Welcome to the Woods

In confusion, we find revelation.

Last summer, as I’ve mentioned, I researched the interactions between Bermuda’s groundwater and coral reefs. I entered the metaphorical woods: the ambiguity and self-doubt of immersion in data and details.

My mentor, Cleo Chou, taking measurements in the rainforest last summer.
My mentor, Cleo Chou, taking measurements in the rainforest last summer.

I came to the field with a set of expectations for my project: a conceptual forest, if you will. But in the field, I zoomed in, rebuilding this conceptual forest from the ground up. Surrounded by trees, details, and noise, I lost faith that I could find significant results – any conceptual forest at all.

On Day One of my project, I had an abrupt reality check. The groundwater discharge I was studying was nowhere to be found. I swam along the rocky coastline of Bermuda’s Tynes Bay, dropping a salinity probe in the water at intervals. Not a trace. As I later learned, groundwater only discharges at low tide, and I was in the right place at the wrong time. But this was just the beginning, a first warning. Welcome to the woods.

This wasn’t my first time getting (literally and metaphorically) lost in the forest. Last summer, studying rainforest trees in Costa Rica, I became convinced, at one point, that our research was futile. There was no way our messy data would yield any statistically significant results.

In the fall, however, with the data cleaned, sorted, and analyzed – it did. In part because of our questioning and confusion in the woods, we were able to reach the clear, exciting ground of results.

This summer, entering the woods was more familiar, and I knew to continue even when my project’s vision felt like a distant fog. Yet I also struggled with new challenges, taking responsibility for an independent project, and feeling particularly disoriented and doubtful as I forged ahead on my research without knowing where it would take me.

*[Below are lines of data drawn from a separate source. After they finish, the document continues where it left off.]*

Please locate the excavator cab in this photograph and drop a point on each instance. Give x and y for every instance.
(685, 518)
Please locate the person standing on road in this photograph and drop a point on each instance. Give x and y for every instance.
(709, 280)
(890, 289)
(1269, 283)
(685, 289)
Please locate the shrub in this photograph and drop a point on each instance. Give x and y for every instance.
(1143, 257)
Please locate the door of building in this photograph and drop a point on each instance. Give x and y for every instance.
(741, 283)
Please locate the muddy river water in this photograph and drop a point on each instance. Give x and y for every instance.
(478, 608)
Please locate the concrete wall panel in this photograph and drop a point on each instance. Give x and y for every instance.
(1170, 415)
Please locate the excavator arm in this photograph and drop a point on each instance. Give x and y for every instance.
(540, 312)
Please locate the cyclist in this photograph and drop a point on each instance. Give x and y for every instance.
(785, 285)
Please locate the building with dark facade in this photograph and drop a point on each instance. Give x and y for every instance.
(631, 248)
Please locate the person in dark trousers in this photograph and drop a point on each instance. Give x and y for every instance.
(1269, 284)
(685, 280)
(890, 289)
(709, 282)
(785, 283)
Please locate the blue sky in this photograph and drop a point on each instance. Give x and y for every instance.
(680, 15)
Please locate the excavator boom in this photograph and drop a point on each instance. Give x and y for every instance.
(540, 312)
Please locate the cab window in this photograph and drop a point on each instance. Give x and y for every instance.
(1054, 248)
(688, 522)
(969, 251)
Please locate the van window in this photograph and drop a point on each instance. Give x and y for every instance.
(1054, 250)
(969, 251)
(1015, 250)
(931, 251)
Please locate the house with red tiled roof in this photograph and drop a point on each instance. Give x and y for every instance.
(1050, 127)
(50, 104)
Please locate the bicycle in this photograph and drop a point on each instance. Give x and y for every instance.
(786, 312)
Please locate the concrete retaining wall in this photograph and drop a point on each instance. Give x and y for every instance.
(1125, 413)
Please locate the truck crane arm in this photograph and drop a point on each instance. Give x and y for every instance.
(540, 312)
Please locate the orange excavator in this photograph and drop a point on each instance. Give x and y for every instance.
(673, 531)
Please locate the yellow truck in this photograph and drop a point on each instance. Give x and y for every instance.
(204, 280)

Eventually, this coral skeletal sample became part of a dataset representing the colony's growth over time. At this stage, though, it was just a cylinder of calcium carbonate - and could mean absolutely anything.
Eventually, this coral skeletal sample became part of a dataset representing the colony’s growth over time. At this stage, though, it was just a cylinder of calcium carbonate – and could mean absolutely anything.

This was on my mind one day in conversation with Anne Cohen, my mentor. Anne is a tenured researcher at the Woods Hole Oceanographic Institution who studies coral reefs, environmental stresses, and paleo-climate. Describing her lab’s current research, she agreed: it is hard to keep a project’s big picture in mind when we are in the midst of its day-to-day details. “But look,” she said. She drew an imaginary graph with her hands in the air to represent the results of her lab’s experiment. She described her expectations for each of three treatment groups, and then connected these results, with perfect certainty, to the future of coral reefs. “That,” she said with confidence, “is what we are doing.”

I think this vision is part of what makes Anne such a talented scientist. This also gives me hope that, with time, perhaps I too might learn to hold on to my research vision – a map to guide me even when I’m wandering the woods.

I hope I might learn to embrace the woods more fully, and venture into the ambiguity of research without fear that my project will never return. The woods are a place of confusion, but also one of intrigue, surprise, and true discovery. It is by embracing the uncertainty of research that we open ourselves up to revelations.